Sono molti, fra le nazioni occidentali, coloro che stanno puntando il dito nei confronti della Cina, colpevole a loro modo di vedere, di aver nascosto in qualche modo l’epidemia di coronavirus, o comunque, di averne sottostimato la portata. A riguardo il tabloid britannico Daily Mail, fra i più letti oltre Manica, sottolinea come la maggior parte dei cinesi che per primi al mondo hanno gridato quanto il covid-19 fosse pericoloso, siano morti misteriosamente o scomparsi. Si pensi ad esempio a Fang Bing, uomo d’affari che per primo pubblicò un video in cui mostrava cadaveri ammucchiati fuori da un ospedale. Poche ore dopo la pubblicazione del filmato, il suo ufficio venne perquisito, e lui interrogato. Non spaventato Fang decise di pubblicare un altro video/denuncia una settimana dopo, (era il 9 febbraio): è scomparso da due mesi. Come scrive il Mail, il pover Fang rappresenterebbe soltanto una delle 5.100 persone che sono state arrestate per aver condiviso informazioni ritenute vietate nelle prime settimane di gennaio, quando cioè il covid-19 era ancora sconosciuto, e così doveva restare.

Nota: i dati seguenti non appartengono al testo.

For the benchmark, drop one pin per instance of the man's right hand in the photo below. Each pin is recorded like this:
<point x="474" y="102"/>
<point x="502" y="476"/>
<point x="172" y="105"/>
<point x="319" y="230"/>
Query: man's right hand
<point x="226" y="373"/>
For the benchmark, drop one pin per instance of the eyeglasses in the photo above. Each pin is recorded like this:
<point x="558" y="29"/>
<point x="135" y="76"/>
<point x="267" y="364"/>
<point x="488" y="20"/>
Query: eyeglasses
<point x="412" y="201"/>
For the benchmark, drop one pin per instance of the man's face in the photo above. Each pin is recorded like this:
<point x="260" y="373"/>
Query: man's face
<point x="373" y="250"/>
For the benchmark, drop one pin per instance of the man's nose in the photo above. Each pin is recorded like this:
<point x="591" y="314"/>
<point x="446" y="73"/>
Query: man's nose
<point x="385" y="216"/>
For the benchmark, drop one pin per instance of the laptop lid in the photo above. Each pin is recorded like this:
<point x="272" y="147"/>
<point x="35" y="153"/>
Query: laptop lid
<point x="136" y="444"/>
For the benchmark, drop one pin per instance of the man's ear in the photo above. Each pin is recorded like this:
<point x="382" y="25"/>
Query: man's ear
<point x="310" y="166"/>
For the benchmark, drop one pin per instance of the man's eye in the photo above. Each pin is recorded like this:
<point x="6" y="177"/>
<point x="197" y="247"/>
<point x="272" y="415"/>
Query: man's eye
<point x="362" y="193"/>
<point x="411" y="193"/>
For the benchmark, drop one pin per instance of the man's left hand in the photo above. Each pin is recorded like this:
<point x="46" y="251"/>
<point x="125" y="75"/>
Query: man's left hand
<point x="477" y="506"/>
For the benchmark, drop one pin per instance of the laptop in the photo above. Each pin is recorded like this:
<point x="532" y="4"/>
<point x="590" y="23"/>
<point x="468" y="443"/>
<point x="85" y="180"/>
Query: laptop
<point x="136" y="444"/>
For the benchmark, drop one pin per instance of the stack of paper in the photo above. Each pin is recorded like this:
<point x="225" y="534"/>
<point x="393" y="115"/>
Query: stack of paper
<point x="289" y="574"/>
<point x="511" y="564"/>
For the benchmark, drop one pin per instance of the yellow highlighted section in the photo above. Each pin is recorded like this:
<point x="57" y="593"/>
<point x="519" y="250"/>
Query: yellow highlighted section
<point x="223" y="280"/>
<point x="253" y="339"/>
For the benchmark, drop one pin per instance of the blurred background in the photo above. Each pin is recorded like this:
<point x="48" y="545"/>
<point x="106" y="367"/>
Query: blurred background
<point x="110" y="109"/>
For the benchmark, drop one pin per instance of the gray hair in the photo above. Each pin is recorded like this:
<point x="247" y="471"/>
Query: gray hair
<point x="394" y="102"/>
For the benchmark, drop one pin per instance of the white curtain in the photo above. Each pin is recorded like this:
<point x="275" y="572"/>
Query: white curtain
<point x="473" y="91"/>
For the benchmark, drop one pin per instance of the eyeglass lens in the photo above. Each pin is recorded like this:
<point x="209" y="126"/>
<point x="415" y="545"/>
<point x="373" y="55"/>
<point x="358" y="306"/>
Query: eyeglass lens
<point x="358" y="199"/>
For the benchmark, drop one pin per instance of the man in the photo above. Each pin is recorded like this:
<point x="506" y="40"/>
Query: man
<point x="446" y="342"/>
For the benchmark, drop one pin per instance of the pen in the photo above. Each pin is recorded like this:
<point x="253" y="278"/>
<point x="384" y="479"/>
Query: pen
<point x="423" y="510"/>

5100 SCOMPARSI IN CINA: PECHINO RESPINGE OGNI ACCUSA

I dissidenti, scrive il Mail, vengono definiti malati, di modo che il governo possa metterli in quarantena obbligandoli a restare isolati dal resto del mondo. Nel contempo, vengono sfruttate le app per il tracciamento medico, per tracciare in realtà gli spostamenti delle persone, tenendole ulteriormente sotto controllo. Una repressione senza precedenti, a cominciare dal medico che viene già definito un martire, il 34enne Li Wenliang, quello che per primo sottolineò mesi or-sono il rischio di un epidemia: era il 30 dicembre e Li ebbe la colpa di inviare un messaggio d’allarme ai compagni di medicina, informandoli circa lo scoppio di una malattia tipo la Sars nell’ospedale di Wuhan. Il 7 febbraio il povero Li morì a causa del coronavirus, provocando indignazione non soltanto in Cina ma in tutto il mondo. Il giorno prima della morte del dotto Li, era scomparso l’avvocato Chen Qiushi, colpevole di aver condiviso scene di caos all’ospedale di Wuhan. Tre settimane più tardi era toccato ad un giornalista della tv di stato cinese, il 25enne Li Zehua, colpevole anch’egli di aver “mostrato troppo”. Come loro ve ne sono altri 5100, ma ovviamente il governo cinese rimanda al mittente ogni accusa, respingendo la questione insabbiamento, e spiegando di aver agito sempre alla luce del sole.